Dream Theater - When Dream And Day Unite review
|Album:||When Dream And Day Unite|
|Release date:||March 1989|
01. A Fortune In Lies
02. Status Seeker
03. The Ytse Jam
04. The Killing Hand
1 - The Observance
2 - Ancient Renewal
3 - The Stray Seed
4 - Thorus
5 - Exodus
05. Light Fuse And Get Away
07. The Ones Who Help To Set The Sun
08. Only A Matter Of Time
1989, the date of birth of the biggest progressive metal band ever is set with the release of their first full-length album, nicely entitled 'When Dream And Day Unite'. Dream Theater is hailing from New York, NY and its lineup is then Mike Portnoy [drums], John Petrucci [guitars], John Myung [bass], Kevin Moore [keyboards] and Charlie Dominici [vocals]. This album is probably not their best release but as we're going to see, it features still incredible stuff, especially if you consider again that we are in 1989 and progressive as only known with progressive rock bands such as the mighty Rush and others.
First released as a vinyl, this album has been reissued on CD format by MCA Records and that's what we are talking about. I'm not sure whether at as been remixed or not, so let's just say that this review is about the CD format of 'When Dream And Day Unite' and not the vinyl format. The production is typical of the 90s and that's fine with me since it makes me nostalgic and it also proves that these songs were actually written and played in 1989? Incredible? Yes.
That point cleared, the track list is composed by eight songs among which 'The Ytse Jam' is probably the most famous, especially because it has been player on several live albums afterwards, but maybe also because it's clearly the heaviest and most progressive track on the whole release and it deserves the title of first progressive metal instrumental song. The technical frenzy of the quatuor Portnoy, Petrucci, Myung and Moore is simply breathtaking and would inspire lots of other musicians back in the early nineties.

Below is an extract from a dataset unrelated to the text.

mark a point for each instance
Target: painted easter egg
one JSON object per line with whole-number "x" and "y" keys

'A Fortune In Lies' is an incredible opener as well and it's also my favorite track on the entire album. Portnoy is majestic while the duo Petrucci/Moore is in musical trance. Myung shines too whereas their first singer Dominici is not bad at all, despite his style more toward pop-rock than metal. The solos are incredible and no wonders this album must have inspired lots of people then!
'Status Seeker' is something amazing too, in spite of its "hard rock FM feeling" [partially due to Dominici voice]; especially when Petrucci decides to unleash one of his famous solos like it's nothing. The chorus is damn catchy and Portnoy is already proven to be an exceptional drummer.

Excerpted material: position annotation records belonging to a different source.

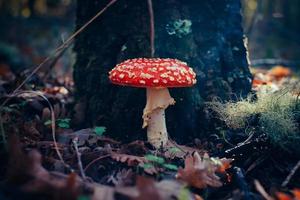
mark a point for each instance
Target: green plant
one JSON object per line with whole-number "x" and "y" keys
{"x": 276, "y": 113}
{"x": 156, "y": 161}
{"x": 61, "y": 123}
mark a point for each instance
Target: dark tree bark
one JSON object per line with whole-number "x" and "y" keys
{"x": 212, "y": 44}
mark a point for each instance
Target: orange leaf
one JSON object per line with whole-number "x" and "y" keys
{"x": 279, "y": 72}
{"x": 199, "y": 172}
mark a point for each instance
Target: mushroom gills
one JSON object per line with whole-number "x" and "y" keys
{"x": 158, "y": 99}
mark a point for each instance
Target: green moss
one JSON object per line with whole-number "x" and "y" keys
{"x": 277, "y": 116}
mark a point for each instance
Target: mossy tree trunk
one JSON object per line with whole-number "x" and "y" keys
{"x": 207, "y": 34}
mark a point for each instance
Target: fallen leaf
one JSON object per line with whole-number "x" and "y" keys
{"x": 199, "y": 172}
{"x": 130, "y": 160}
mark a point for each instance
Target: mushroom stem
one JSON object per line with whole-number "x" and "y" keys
{"x": 154, "y": 115}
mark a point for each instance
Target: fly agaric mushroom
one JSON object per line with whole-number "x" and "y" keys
{"x": 156, "y": 75}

'The Killing Hand' is a long and splendid composition originally composed by five sub parts. Each of them is wonderful and this song is with 'The Ytse Jam' the closest song to what would then follow in terms of composition for Dream Theater [I'm talking about the album "Image And Words" release in 1992]. 'The Killing Hand' is definitely worth listening to, especially if you're a musician, you'll see what composition is all about. On that one, Dominici is really good and I can't imagine somebody else singing that one better than he does.

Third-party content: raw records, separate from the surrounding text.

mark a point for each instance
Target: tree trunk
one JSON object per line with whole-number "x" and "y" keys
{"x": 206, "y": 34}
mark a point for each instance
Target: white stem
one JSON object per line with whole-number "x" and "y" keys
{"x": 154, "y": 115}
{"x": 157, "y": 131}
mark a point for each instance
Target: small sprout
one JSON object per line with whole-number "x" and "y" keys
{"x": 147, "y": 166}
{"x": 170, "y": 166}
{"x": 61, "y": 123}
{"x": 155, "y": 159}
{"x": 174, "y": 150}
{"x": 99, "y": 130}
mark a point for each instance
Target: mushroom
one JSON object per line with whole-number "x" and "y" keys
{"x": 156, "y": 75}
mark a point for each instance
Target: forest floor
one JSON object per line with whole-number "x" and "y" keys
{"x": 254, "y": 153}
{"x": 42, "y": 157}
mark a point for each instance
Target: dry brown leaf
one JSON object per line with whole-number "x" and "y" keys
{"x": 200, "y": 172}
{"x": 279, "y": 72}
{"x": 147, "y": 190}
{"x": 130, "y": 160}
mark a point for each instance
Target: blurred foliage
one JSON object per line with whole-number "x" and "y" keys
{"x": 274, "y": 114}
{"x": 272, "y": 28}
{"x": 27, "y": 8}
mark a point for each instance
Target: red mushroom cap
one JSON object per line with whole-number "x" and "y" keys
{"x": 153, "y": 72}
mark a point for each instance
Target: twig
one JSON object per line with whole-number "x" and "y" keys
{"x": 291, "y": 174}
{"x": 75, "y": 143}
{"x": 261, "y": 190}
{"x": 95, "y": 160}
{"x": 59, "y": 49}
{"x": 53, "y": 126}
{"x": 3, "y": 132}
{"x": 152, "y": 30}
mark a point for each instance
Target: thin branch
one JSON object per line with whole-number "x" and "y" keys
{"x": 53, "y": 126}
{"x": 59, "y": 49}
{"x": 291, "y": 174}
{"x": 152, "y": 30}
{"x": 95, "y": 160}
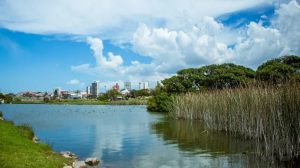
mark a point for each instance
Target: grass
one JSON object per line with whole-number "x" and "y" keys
{"x": 131, "y": 101}
{"x": 17, "y": 150}
{"x": 270, "y": 115}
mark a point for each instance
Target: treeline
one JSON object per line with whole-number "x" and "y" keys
{"x": 7, "y": 98}
{"x": 273, "y": 72}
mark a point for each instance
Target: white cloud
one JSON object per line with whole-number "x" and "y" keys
{"x": 203, "y": 43}
{"x": 110, "y": 62}
{"x": 75, "y": 82}
{"x": 109, "y": 19}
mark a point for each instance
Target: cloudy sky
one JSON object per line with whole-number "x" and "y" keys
{"x": 65, "y": 43}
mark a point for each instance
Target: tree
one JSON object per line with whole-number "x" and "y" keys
{"x": 208, "y": 77}
{"x": 279, "y": 70}
{"x": 6, "y": 97}
{"x": 111, "y": 94}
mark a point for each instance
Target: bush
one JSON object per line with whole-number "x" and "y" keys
{"x": 159, "y": 102}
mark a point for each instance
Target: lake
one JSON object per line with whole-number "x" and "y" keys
{"x": 129, "y": 137}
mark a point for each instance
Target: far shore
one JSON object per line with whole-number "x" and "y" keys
{"x": 87, "y": 102}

'Light Fuse And Get Away' is a tremendous mix of progressive influences and heavy rock, all gathered by excellent keys, courtesy of Kevin Moore. It has also almost a dark feeling, dare I say, with its complicated structure. As usual, the level of musicianship is totally out of reach for common mortals. The parts that come after choruses are mesmerizing pieces of music; and personally, a view of what Pink Floyd would have been as a metal band.
'Afterlife' is another of my favorites with that thundering guitar solo in the middle, that joyful melody and it also features the best chorus on the album. On the other hand, 'The One Who Help To Set The Sun' is the weak link. Despite a very good atmospheric beginning, the song slips into a too complicated structure so that the vocals and the music don't match really well in the end. Finally 'Only A Matter Of Time' is like a brother to 'Afterlife', same spirit, almost same quality.
Even if the album sounds old and is typical of this early 90s production, "When Dream And Day Unite" still impress by its technical aspect, its originality and the more I listen to it, the more I'm incline to discover new groundbreaking elements. While it's not an essential for the fans of the heavier sound of Dream Theater's music, "When Dream And Day Unite" is truly a unique piece of history for lovers of that element that makes the album "Images And Words" so special.